HSY The Hershey Co

Dividend
2.92%
Previous close
$194.78
Est. 12 months change
+11.05%
Projected Price
$216.52

Profitability Metrics

Return on Equity (ROE)
23.44%
Return on Assets (ROA)
7.89%
Return on Invested Capital (ROIC)
12.86%
Weighted Average Cost of Capital (WACC)
4.40%
ROIC - WACC
8.46%
Updated : 2026-05-22 18:40 ET

Valuation Metrics

P/E Ratio
35.86
Forward P/E
22.13
PEG Ratio
4.44
Debt Current Ratio
1.24

Growth & Cash Flow

Gross Margin
35.03%
Operating Margin
14.46%
FCF Margin
15.76%
TTM Revenue Growth
10.65%
Projected 12M EPS Growth
62.02%

Price Change

Price % from 50 SMA
-6.04%
Price % from 200 SMA
6.43%
6 Months
9.08%
1 Year
25.76%
2 Years
2.81%
Click here to see the list of ETFs containing HSY as a top holding :The Hershey Co ETFs

Analysis

Company Overview

The Hershey Company is a leading candy and snack producer, with a portfolio of iconic brands including Hershey's, Reese's, and Kit Kat in North America. Sector: Consumer Staples.

Overview

The Hershey Co (HSY) is an individual stock. The analysis below presents key financial metrics for the company, covering profitability, capital efficiency, valuation, margins, and growth.

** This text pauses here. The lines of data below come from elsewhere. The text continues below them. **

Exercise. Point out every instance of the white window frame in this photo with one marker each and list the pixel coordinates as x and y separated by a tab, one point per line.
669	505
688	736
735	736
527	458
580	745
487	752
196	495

Profitability & Capital Efficiency

Examining the company through a capital allocation lens, ROIC is 12.86%, WACC is 4.40%, and the economic spread is 8.46%. On balance, the company is generating returns above their cost of capital, though the margin is slim enough to warrant attention. Supporting metrics show ROE at 23.44% and ROA at 7.89%, a combination that helps frame whether profitability strength is broad enough to hold through different market conditions. Taken together, the return profile suggests a company that is value-creative but with less room for execution slippage.

Valuation

Turning to how the market is pricing the underlying earnings, trailing P/E of 35.86, forward P/E of 22.13, PEG of 4.44. The forward multiple comes in well below the trailing figure, reflecting analyst expectations for earnings acceleration across the company. On a growth-adjusted basis, the company is expensive — the current multiple requires strong earnings delivery to be justified on conventional valuation metrics. The aggregate current ratio of 1.24 reflects tighter near-term liquidity — a factor worth monitoring if macro conditions tighten. The combined picture across P/E, forward P/E, PEG, and current ratio suggests a company that is priced for continued execution — where disappointment would be costly and outperformance would likely require positive earnings surprises.

Margins & Cash Generation

From gross to free cash flow, gross margin sits at 35.03%, operating margin at 14.46%, and free cash flow margin at 15.76%. At this gross margin level, pricing power is present but not dominant — cost management matters as much as revenue growth. Operating margins are thin enough to warrant attention — businesses at this level are more exposed to cost inflation. The company's FCF margin is above average, pointing to the company with efficient capital deployment and durable cash generation. The margin profile is mixed, with some layers more resilient than others and less room for execution slippage.

Growth & Forward Outlook

Combining revenue momentum with analyst targets, the estimated 12-month price change of 11.16%, where consensus expectations favor gradual appreciation over the next year, while TTM revenue growth of 10.65% reflecting moderate but reliable revenue progress across the company. Separating operating reality from market-implied expectations is useful here — they can diverge meaningfully when sentiment shifts. The forward return case hinges on whether the operating reality stays close enough to analyst assumptions for those targets to remain credible. The estimated 12-month price change is based on analyst consensus price target estimates, sourced from publicly available data, and should not be interpreted as a reliable prediction of future performance.

Conclusion

Buy

The fundamental case holds up across most key dimensions — the combination of positive economic spread, reasonable valuation, and analyst support is constructive.

This assessment is based solely on the quantitative metrics presented above and does not constitute financial advice. Investors should consider their own risk tolerance and conduct independent research before making investment decisions.